A post shared by K9sOverCoffee 🐕☕️ (@k9sovercoffee) on

So How Do I Teach Doggie Pushups?

As Missy & Buzz just demonstrated, doggie pushups are a back and forth motion between a “sit” and a “down” position.

So it’s easy to teach if your dog already knows those two commands. 

Simply tell him to “sit” and then to “lie down”.

Repeat that motion several times – that’s it!

I typically ask the pups for 3-5 reps in one session and reward them with a tasty treat at the end of the exercise. 

I Use Food Rewards

Use whatever (food) reward works best for your pup.
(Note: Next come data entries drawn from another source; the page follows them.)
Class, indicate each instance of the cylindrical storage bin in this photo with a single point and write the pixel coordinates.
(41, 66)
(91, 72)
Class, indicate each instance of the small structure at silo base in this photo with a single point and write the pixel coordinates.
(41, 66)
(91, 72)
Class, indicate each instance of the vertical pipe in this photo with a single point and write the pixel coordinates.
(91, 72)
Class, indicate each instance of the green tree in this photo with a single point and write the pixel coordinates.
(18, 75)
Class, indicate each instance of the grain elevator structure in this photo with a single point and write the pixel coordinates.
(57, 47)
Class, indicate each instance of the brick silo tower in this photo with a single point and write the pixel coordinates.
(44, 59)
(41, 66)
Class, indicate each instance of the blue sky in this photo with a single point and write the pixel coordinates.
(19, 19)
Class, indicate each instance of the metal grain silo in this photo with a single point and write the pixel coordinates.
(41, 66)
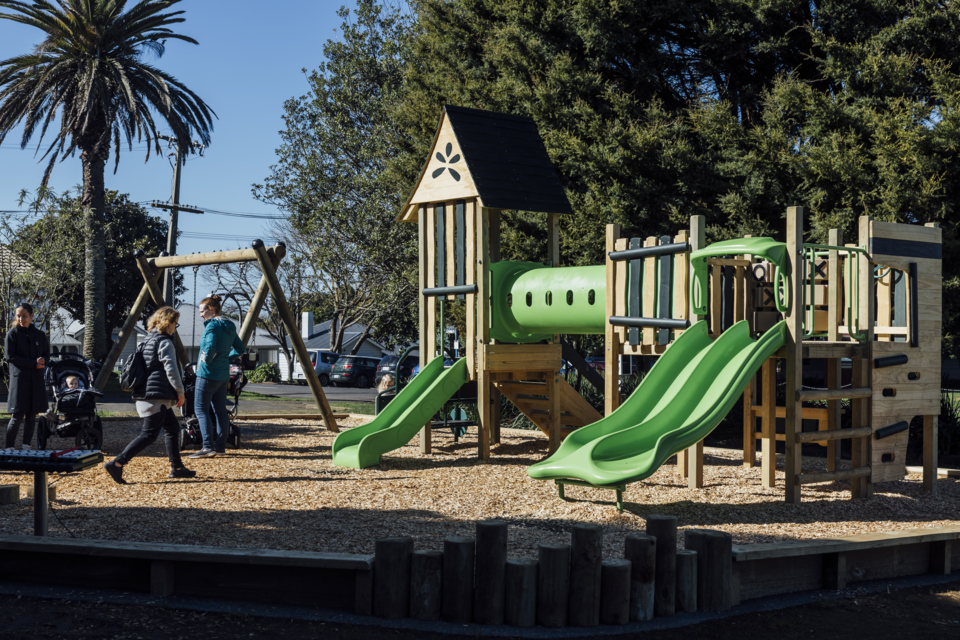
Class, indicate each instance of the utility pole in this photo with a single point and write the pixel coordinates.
(174, 208)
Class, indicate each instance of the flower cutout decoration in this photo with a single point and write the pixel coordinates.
(447, 160)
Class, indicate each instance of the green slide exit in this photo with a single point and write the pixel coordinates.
(413, 407)
(683, 398)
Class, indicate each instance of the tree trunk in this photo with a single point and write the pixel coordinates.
(361, 340)
(95, 292)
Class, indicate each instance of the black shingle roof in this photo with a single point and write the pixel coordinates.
(508, 161)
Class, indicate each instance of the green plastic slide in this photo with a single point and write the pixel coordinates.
(406, 414)
(687, 393)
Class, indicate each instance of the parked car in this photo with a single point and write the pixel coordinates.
(597, 362)
(357, 371)
(389, 365)
(322, 362)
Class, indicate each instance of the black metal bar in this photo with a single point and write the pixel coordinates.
(891, 430)
(914, 306)
(441, 244)
(633, 298)
(890, 361)
(656, 323)
(664, 311)
(646, 252)
(449, 291)
(461, 227)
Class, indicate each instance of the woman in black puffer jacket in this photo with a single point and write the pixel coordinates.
(27, 350)
(162, 392)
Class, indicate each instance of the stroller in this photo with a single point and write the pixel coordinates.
(190, 435)
(74, 413)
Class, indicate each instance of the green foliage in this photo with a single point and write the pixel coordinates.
(265, 372)
(330, 177)
(52, 245)
(734, 109)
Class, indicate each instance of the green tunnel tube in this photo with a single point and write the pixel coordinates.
(530, 302)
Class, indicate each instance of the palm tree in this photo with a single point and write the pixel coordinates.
(90, 70)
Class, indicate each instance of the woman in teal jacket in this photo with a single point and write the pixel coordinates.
(218, 343)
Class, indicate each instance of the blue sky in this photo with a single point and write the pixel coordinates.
(249, 61)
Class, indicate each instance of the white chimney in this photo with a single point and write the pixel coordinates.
(306, 325)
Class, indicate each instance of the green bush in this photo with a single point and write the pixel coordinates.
(266, 372)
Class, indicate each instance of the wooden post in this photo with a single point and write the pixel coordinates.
(259, 298)
(391, 576)
(930, 453)
(615, 591)
(521, 593)
(553, 239)
(553, 584)
(426, 568)
(862, 454)
(484, 386)
(686, 580)
(714, 567)
(794, 350)
(641, 551)
(150, 277)
(428, 305)
(555, 426)
(768, 424)
(125, 332)
(749, 424)
(694, 474)
(280, 300)
(586, 557)
(491, 570)
(458, 561)
(161, 578)
(611, 374)
(664, 529)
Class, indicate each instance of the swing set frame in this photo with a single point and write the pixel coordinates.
(268, 258)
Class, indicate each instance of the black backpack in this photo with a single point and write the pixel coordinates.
(134, 372)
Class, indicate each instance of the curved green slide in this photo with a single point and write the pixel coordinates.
(687, 393)
(406, 414)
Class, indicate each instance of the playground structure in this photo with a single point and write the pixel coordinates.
(268, 258)
(732, 309)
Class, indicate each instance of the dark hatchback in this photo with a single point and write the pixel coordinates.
(389, 365)
(357, 371)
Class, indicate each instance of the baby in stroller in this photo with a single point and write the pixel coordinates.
(190, 435)
(74, 415)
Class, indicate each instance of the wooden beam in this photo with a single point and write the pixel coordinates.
(214, 257)
(280, 300)
(794, 345)
(148, 277)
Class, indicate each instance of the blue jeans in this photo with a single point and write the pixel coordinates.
(210, 405)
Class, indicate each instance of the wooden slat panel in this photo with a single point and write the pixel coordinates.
(522, 357)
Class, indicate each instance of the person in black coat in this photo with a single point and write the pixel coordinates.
(27, 350)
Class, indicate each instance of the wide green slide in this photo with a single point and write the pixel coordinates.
(406, 414)
(683, 398)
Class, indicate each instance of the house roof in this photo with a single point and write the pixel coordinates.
(320, 336)
(497, 156)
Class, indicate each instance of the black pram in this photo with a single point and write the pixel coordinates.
(190, 435)
(74, 413)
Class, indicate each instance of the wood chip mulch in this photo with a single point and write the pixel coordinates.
(281, 491)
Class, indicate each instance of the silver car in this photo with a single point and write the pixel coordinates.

I love using single-ingredient dog treats that don’t contain any crap like artificial colors or preservatives, but that’s just my personal preference. 

Plus, I’m a raw feeder, so the treats I use for the pups reflect their diet.

Side note: If your dog is more motivated by a favorite toy or TLC rewards from you, then use that!

Whatever motivates your dog to work is fine.

Sometimes, I reward with a small, bite-size treat.

Other times, I give more of a jackpot style treat like a dehydrated duck neck

The size of the treat really doesn’t matter to the pups, but I like to keep them guessing at what Mommy will dish out next to keep it interesting and worth working for.

K9sOverCoffee | How I Taught The Rollover Trick - High Value Treats
Raw boost mixers. Works as treats, too.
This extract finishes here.